A hearing Wednesday of the House Subcommittee on Oversight and Investigations showed just how difficult it is to regulate the cryptocurrency and crypto asset markets.
There were the usual differences in opinion about regulation between Democratic and Republican members of the subcommittee, which is a unit of the House Financial Services Committee, although at least one Republican member noted the need for more clarity about regulations. More striking were the discussions about all the components of the crypto market and the limits of current federal regulation, which may require legislation to expand.
There are multiple cryptocurrencies like Bitcoin and Ethereum and many more; also stablecoins such as Tether, which are supposed to be pegged to external currencies but don’t always perform that way — Tether failed that test — and initial coin offerings (ICOs), used by startups to raise funds to develop crypto products or services.

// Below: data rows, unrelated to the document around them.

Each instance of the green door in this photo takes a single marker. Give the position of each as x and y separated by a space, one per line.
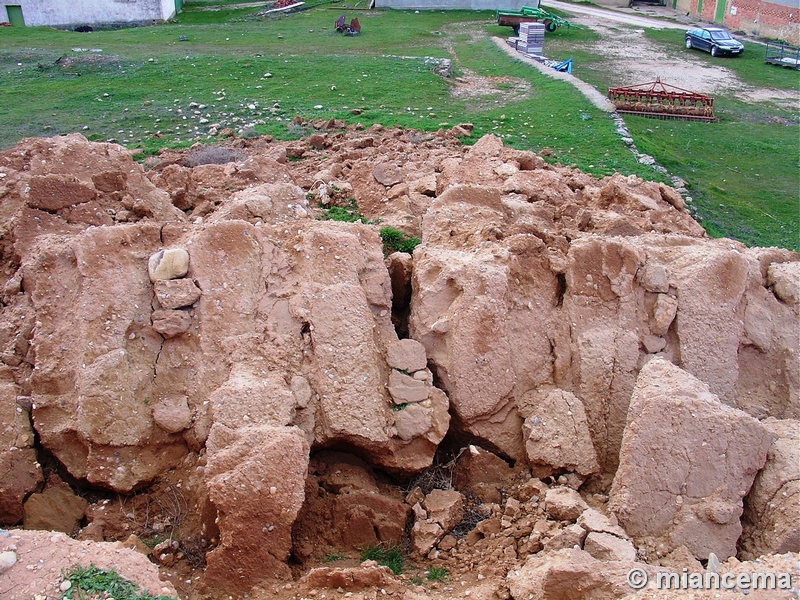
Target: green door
15 15
720 14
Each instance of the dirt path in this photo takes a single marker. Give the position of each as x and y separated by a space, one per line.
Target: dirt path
592 93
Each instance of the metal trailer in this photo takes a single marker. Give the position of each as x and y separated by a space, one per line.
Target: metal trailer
529 14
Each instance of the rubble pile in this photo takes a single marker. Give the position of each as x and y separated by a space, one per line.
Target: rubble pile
566 380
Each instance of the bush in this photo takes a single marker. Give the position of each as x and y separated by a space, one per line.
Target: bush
93 582
388 556
395 240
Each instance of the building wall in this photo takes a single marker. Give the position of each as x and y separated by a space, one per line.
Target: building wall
764 19
91 12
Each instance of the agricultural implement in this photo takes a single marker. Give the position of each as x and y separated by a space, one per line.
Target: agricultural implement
661 101
528 14
782 55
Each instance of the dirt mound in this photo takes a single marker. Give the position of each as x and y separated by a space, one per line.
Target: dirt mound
201 353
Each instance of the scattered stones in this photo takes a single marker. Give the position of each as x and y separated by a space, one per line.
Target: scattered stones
564 504
604 546
534 301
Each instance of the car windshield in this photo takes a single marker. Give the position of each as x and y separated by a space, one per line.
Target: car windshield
720 35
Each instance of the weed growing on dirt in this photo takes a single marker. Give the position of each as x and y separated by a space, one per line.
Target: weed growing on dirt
93 582
437 574
350 213
388 556
213 155
395 240
333 557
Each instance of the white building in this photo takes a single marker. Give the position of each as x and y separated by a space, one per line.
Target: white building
67 13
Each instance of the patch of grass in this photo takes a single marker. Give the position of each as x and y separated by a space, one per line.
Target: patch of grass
93 582
395 240
346 214
754 201
437 574
254 73
388 556
742 171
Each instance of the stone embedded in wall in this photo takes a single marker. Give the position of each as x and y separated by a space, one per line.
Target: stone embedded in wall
407 355
176 293
557 435
171 263
255 519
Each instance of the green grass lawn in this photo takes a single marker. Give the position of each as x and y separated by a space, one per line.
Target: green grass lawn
148 88
744 170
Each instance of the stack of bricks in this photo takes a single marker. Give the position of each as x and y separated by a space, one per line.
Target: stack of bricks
531 38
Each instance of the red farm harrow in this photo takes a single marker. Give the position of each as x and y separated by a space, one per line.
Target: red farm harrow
661 101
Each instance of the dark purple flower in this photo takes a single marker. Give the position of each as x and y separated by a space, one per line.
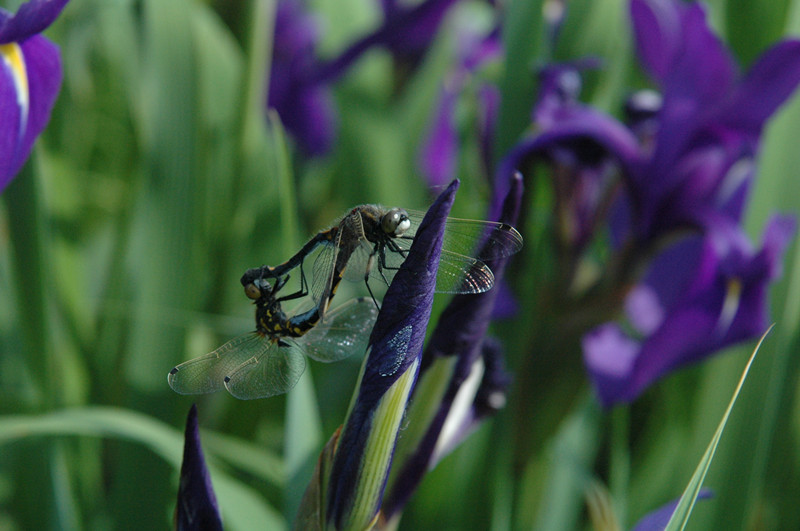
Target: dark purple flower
699 296
197 505
476 384
409 28
697 161
30 78
304 104
300 82
364 453
440 150
658 519
710 121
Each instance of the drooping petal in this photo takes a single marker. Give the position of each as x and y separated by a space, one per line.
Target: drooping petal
719 301
764 88
304 104
363 457
197 505
30 79
439 156
31 18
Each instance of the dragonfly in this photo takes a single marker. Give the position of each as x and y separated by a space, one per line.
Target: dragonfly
270 361
372 241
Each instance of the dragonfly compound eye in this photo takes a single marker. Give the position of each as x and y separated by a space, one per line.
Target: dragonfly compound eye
395 222
252 291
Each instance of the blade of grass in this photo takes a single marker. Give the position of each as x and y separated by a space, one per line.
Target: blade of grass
240 505
684 509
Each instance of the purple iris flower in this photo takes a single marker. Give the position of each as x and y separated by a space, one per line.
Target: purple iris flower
477 384
709 124
304 104
300 82
364 452
30 78
197 504
685 162
699 296
440 150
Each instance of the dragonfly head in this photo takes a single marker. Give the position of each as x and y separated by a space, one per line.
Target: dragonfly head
395 222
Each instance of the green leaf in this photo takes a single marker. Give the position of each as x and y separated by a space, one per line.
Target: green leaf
684 509
240 505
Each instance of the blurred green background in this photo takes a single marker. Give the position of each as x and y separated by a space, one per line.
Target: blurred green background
160 180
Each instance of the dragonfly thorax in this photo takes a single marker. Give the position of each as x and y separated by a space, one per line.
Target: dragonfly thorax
395 222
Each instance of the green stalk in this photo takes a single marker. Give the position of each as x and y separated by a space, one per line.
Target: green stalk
620 475
27 233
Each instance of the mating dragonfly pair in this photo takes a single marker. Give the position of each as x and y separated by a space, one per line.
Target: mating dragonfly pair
368 242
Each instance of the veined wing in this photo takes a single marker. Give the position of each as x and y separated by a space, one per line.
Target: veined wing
485 240
457 273
274 371
206 374
344 331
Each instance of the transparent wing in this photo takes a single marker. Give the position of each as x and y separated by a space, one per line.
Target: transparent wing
206 374
360 261
344 332
322 273
274 371
457 273
484 240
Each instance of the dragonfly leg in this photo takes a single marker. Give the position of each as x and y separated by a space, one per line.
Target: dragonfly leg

In addition, there are crypto exchanges for trading of these assets and crypto custodians for storage, which now include traditional financial firms like Fidelity; and major banks like Morgan Stanley and Goldman Sachs are developing ways for their clients to invest in cryptocurrency.

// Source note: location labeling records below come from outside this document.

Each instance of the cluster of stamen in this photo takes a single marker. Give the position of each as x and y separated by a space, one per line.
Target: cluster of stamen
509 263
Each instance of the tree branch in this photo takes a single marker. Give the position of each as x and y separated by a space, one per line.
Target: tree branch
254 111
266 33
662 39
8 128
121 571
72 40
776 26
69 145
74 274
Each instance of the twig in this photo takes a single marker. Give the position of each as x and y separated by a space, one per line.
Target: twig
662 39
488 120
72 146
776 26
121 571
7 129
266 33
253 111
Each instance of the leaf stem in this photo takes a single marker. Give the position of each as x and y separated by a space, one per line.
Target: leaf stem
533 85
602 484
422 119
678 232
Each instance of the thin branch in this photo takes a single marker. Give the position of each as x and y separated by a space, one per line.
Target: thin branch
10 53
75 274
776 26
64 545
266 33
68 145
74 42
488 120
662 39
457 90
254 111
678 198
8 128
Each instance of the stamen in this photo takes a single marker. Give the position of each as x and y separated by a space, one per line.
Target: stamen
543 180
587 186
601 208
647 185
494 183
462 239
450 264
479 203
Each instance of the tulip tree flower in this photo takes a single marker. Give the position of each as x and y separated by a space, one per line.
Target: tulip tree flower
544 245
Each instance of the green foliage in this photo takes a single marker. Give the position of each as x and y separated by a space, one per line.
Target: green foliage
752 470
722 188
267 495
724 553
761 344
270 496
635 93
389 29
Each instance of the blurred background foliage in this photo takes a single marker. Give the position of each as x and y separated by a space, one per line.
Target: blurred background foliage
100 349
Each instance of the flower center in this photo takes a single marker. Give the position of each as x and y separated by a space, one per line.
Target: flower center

Some of those assets are regulated, at least partially by federal agencies. The Securities and Exchange Commission, for example, regulates most ICOs but, according to SEC Chairman Gary Gensler, does not have the authority to regulate crypto exchanges. The Commodity Futures Trading Commission oversees Bitcoin futures, but it has limited antifraud and anti-manipulation authority over spot and forward markets of cryptocurrencies, including Bitcoin.

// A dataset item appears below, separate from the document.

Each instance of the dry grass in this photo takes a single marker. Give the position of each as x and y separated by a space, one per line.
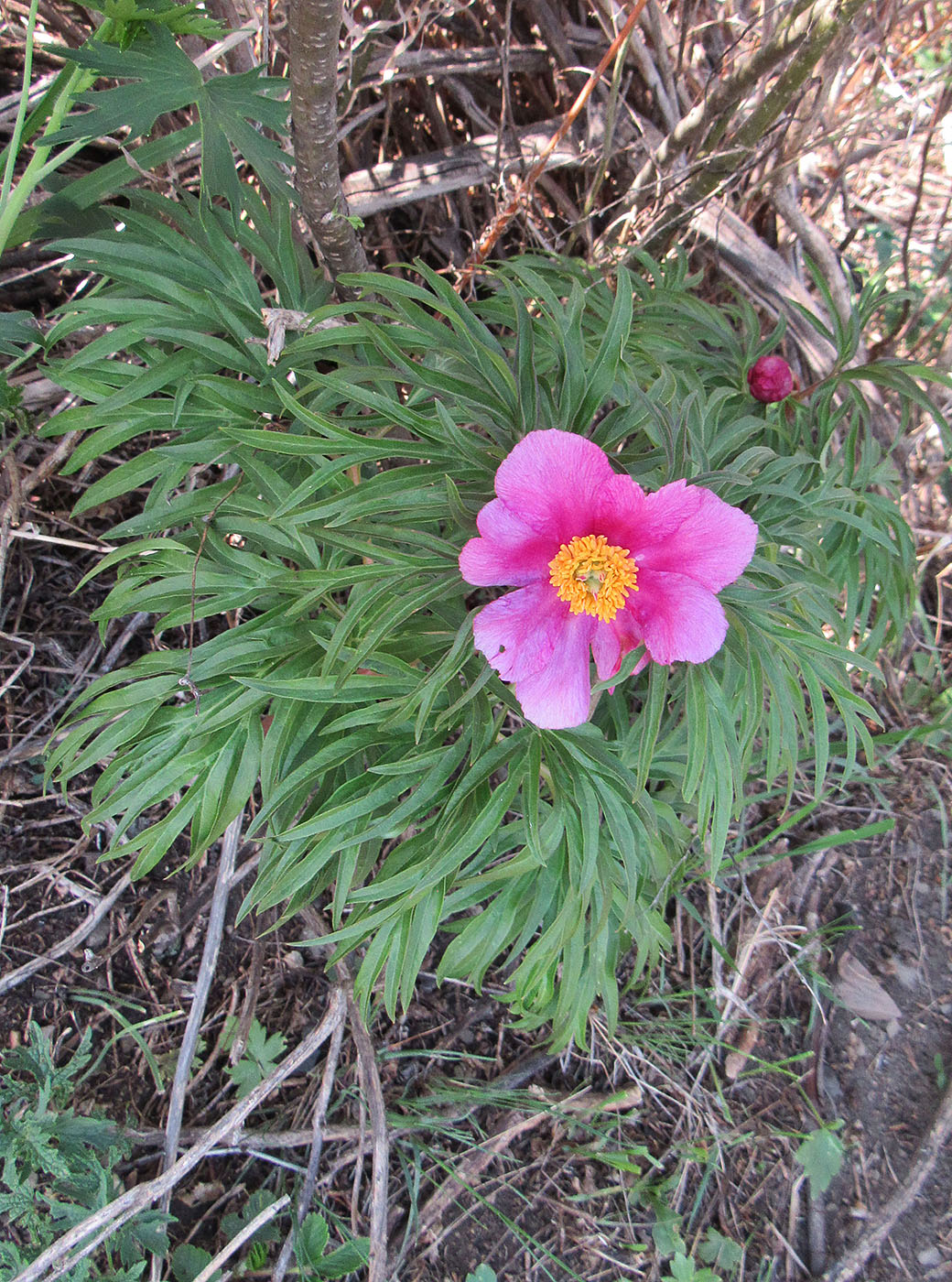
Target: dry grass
696 1105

Crypto exchanges are subject to rules from the Treasury Department’s Financial Crimes Enforcement Network (FinCEN), which oversees anti-money laundering (AML) and know-your customer (KYC) obligations. State agencies can also impose AML and KYC obligations, which is what the New York Department of Financial Services has done for New York businesses involved in the crypto market and firms that sell crypto assets to New York residents.
The Regulatory Picture
There are regulatory gaps concerning cryptocurrencies and assets.
SEC Chairman Gary Gensler has said the SEC lacks the authority to regulate crypto exchanges and Congress needs to provide it.
At the House subcommittee hearing, attorney Christine Parker, a partner at Reed Smith who specializes in regulatory matters related to digital assets, commodities and derivatives, noted, “As a commodity and unlike a security, the purchase and sale of Bitcoin (i.e., spot/cash and forward trades) is largely unregulated at the federal level.”
Sarah Hammer, a managing director of the Stevens Center for Innovation in Finance at the Wharton School, said, “While the SEC has applied securities regulation to dozens of ICOs based on the Howey test [a test that determines what qualifies as an "investment contract," based on Supreme Court decision], there is still a lack of clarity as to whether it applies to a number of cryptocurrency transactions that currently do not comply with SEC registration and disclosure obligations.”
She supports the development of “clear, sufficient and appropriate” regulatory framework for cryptocurrencies developed under the leadership of the Financial Stability Oversight Council, which is led by the Treasury secretary and includes heads of major financial and banking agencies, including the SEC, CFTC, Federal Reserve Board and FDIC, in coordination with state regulators and consultation with international standard-setting bodies.